Is remote working the new normal?
COVID19 has taken a number of businesses by surprise. Many businesses do not actively encourage remote working and the practice is generally frowned upon. Or grudgingly accepted. Despite technical advances, there’s a pariah about remote working - people don’t work; they shirk work, etc etc. This is more a mindset issue - a legacy of industrialisation era, where ‘work’ meant being in one place (office) during a select time (usually 9 am - 5 pm) and do your tasks. As more tasks are transforming as ‘Knowledge activity’, there is virtually no need for people to congregate at a place to deliver the outcomes.
This is not a new insight; we always knew about this, read about it, but often failed to act on it. So far, remote working was limited to couple of days in a week. Now, when the need arises for majority (if not all) of employees to work remotely, some businesses have been caught wanting. Managers, who hitherto frowned upon remote working have realised that the work is still getting done at the same pace by the same employees (who supposedly watched Netflix while working remotely!!). This calls for a fundamental rethink of current business practices.
Long, long time ago, AT&T decided to sell their offices and equip their employees with a laptop and phone and made them mobile. That was the time when there were hardly any collaboration tools. Now, an organisation has a wide variety of collaboration tools available with them. And most often, they are already in their tech stack. It’s time we use them to our advantage.
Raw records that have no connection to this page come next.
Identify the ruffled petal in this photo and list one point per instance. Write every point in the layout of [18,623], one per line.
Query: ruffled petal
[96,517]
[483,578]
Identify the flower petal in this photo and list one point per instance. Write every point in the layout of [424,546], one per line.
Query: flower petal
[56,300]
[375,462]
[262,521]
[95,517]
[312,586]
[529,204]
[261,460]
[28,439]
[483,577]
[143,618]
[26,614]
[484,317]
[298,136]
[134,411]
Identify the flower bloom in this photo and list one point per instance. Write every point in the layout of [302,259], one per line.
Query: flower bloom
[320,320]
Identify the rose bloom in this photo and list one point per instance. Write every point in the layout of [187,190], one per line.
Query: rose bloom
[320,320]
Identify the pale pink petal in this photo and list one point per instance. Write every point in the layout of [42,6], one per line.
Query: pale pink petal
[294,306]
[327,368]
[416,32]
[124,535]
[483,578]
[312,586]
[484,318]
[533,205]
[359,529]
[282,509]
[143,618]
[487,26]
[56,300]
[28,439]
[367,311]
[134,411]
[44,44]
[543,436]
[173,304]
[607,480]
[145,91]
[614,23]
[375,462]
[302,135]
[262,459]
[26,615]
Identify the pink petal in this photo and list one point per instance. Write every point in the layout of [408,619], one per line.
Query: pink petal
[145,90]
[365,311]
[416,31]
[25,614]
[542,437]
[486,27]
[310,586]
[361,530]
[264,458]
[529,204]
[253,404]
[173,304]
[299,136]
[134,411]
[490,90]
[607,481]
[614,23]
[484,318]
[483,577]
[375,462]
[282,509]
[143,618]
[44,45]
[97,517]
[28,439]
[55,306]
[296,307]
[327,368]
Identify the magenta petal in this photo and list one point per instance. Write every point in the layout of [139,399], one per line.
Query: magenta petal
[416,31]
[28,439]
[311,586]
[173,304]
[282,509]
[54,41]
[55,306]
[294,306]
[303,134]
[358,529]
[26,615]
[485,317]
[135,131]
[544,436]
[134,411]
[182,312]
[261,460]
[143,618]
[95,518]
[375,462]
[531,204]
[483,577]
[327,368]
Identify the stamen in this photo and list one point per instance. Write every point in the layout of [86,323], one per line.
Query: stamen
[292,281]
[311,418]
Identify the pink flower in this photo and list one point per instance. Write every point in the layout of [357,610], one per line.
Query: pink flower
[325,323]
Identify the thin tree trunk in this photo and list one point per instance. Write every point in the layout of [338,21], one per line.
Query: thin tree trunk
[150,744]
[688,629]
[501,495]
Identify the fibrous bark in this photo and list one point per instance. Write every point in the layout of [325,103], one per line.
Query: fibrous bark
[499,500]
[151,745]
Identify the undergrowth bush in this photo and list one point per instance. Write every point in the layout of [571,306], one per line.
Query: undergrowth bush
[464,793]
If you work in London, I am sure you are aware of the daily commute when millions of people descend every morning in the square mile. It’s just not London; this is the story for every major business location. Businesses, in their turn, spend millions to make their workplace employee friendly and compliant to the local health and safety regulations. It’s time when they need to rethink. How can you support (even encourage) remote working? How, in the remote working environment, you can effectively manage performances and, simultaneously, keep the employees’ morale alive? And how do you ensure that the employees that need to come to work do not feel ‘penalised’?
COVID 19 is a wake up call for majority of the businesses who still continue to work on legacy models. I am not using the phrase ‘legacy model’ lightly. To me if your business has manual processes, use a lot of EUC tools (e.g., spreadsheets on individuals laptops, Access databases to name a few) and rely on geo-spatial access controls on data, you are probably in a legacy model. If your managers, want to ’see’ people working, or use activity monitoring tools to manage performance, you operate in the legacy model. There are enough tools available to collaborate remotely while still keep your data secure. And compared to the costs of facilities management and premises management that you spend annually, it is just a fraction. You need to do the maths.
The above is just some initial thoughts that I had on the topic. I will continue to develop this in the near future. I will welcome any thought on this.